We live in a globalized world. We are connected by international politics, economics, culture and environment. The diversity and interconnectedness I encountered in the past month was at times disturbing but often beautiful. In the spirit of my work here, which focused on reflection and learning, I will try to draw some lessons.
- Generosity. Sharing, giving and welcoming those in need are common practices here. This appears to create a sense of community amongst people which transcends day to day hardships. As many of these people live on less than $1 per day, technically they are poor. What is the value of happiness stimulated by connections with family, friends, and community?
- Divisions. The rural-urban divide continues to widen. Most development efforts appear to be focused in the cities. Apparently this is a result of the argument that most income is generated in the capital. Still, often national accounting doesn’t include rural people’s use of natural resources for health, food and energy.

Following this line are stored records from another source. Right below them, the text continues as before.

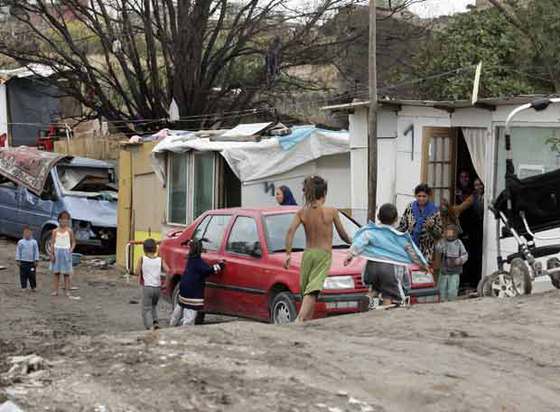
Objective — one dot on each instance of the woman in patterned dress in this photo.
(423, 221)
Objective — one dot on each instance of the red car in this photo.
(254, 283)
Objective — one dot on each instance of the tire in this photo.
(283, 308)
(519, 271)
(555, 279)
(497, 285)
(175, 300)
(46, 241)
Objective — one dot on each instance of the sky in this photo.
(434, 8)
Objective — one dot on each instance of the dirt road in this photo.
(462, 356)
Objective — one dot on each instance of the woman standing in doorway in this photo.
(284, 196)
(422, 220)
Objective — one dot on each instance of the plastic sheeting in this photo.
(252, 161)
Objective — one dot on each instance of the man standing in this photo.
(318, 223)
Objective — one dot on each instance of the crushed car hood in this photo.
(100, 213)
(28, 167)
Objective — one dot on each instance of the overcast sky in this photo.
(433, 8)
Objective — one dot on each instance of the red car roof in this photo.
(256, 210)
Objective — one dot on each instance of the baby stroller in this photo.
(525, 208)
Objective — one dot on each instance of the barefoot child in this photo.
(192, 286)
(27, 256)
(148, 269)
(317, 221)
(451, 255)
(388, 252)
(62, 246)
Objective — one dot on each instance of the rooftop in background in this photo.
(27, 71)
(450, 105)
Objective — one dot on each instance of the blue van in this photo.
(86, 188)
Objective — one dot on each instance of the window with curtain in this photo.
(203, 183)
(177, 188)
(531, 153)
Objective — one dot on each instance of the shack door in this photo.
(438, 161)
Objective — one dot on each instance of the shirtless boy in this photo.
(318, 222)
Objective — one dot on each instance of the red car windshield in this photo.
(276, 228)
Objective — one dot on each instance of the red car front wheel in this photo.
(283, 308)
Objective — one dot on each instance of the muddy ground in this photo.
(462, 356)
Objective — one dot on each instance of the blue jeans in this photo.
(448, 285)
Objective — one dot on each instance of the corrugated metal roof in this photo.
(443, 104)
(27, 71)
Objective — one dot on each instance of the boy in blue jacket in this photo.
(388, 252)
(192, 286)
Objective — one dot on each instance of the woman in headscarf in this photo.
(284, 196)
(422, 220)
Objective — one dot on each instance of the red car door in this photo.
(243, 281)
(212, 229)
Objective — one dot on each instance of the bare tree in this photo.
(210, 56)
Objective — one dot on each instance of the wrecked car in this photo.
(36, 186)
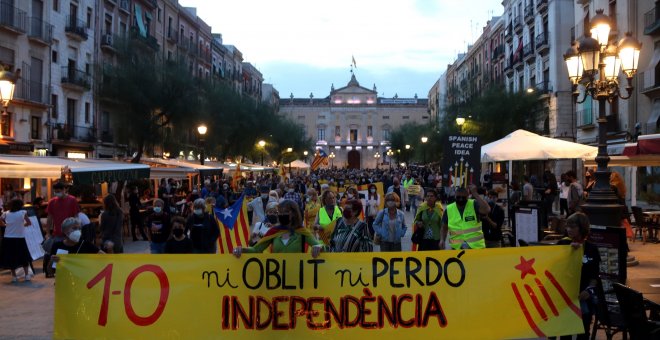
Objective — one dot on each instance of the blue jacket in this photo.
(382, 223)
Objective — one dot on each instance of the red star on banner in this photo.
(525, 267)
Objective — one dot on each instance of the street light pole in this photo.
(595, 64)
(202, 131)
(424, 140)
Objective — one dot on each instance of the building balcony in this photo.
(529, 15)
(75, 28)
(652, 22)
(541, 42)
(528, 51)
(12, 19)
(70, 132)
(585, 119)
(144, 38)
(517, 24)
(75, 79)
(508, 33)
(108, 42)
(32, 91)
(542, 6)
(543, 88)
(125, 6)
(40, 31)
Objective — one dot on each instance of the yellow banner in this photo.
(476, 294)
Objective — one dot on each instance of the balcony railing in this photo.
(541, 40)
(528, 49)
(543, 87)
(585, 118)
(78, 133)
(12, 17)
(32, 91)
(652, 22)
(148, 40)
(125, 5)
(76, 27)
(76, 77)
(41, 30)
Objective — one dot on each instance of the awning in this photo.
(84, 171)
(646, 145)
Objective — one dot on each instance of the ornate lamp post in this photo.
(332, 159)
(424, 140)
(594, 63)
(377, 157)
(262, 144)
(202, 132)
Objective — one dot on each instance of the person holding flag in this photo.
(327, 217)
(289, 236)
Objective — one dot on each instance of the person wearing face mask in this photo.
(261, 228)
(203, 229)
(390, 225)
(70, 244)
(258, 205)
(373, 205)
(328, 213)
(112, 221)
(159, 226)
(461, 221)
(312, 207)
(289, 236)
(292, 195)
(351, 235)
(400, 191)
(179, 243)
(60, 207)
(428, 217)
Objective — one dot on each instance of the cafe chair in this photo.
(640, 225)
(634, 314)
(608, 317)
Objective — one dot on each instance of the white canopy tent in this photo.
(522, 145)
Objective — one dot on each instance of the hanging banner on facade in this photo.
(475, 294)
(462, 161)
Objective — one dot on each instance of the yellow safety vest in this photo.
(466, 228)
(324, 219)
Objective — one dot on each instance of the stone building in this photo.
(353, 123)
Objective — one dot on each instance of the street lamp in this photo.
(594, 63)
(424, 140)
(7, 86)
(390, 153)
(332, 159)
(262, 144)
(202, 131)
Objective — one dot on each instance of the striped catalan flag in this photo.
(234, 226)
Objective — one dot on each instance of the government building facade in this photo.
(353, 124)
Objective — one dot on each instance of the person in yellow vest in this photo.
(328, 213)
(461, 221)
(428, 217)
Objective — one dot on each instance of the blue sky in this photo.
(304, 46)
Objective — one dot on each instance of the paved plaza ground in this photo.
(26, 308)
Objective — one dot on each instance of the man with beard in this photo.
(461, 220)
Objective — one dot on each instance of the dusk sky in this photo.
(302, 46)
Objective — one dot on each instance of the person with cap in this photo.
(461, 221)
(258, 205)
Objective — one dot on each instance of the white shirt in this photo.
(15, 223)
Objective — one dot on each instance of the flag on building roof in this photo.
(234, 226)
(321, 158)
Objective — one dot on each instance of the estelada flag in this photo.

- Connectivity. Another divide exists based on connectivity. Where Internet is accessible, people thrive with new information. Those not connected continue to be isolated. As one villager put it when questioned about the importance of communication: “Information is Knowledge”. This often results in improved, heath, education, diet and incomes to name a few.
- Diversity. Each country has their music, food and traditions. As McDonald’s and Starbucks make their way across the globe, I hope societies find ways to improve livelihoods while valuing diversity. It is clear that there is no one ‘right path’ and that we need to learn from each other.
Tomorrow I return to my home in Canada. The rhythms of West Africa will not be forgotten.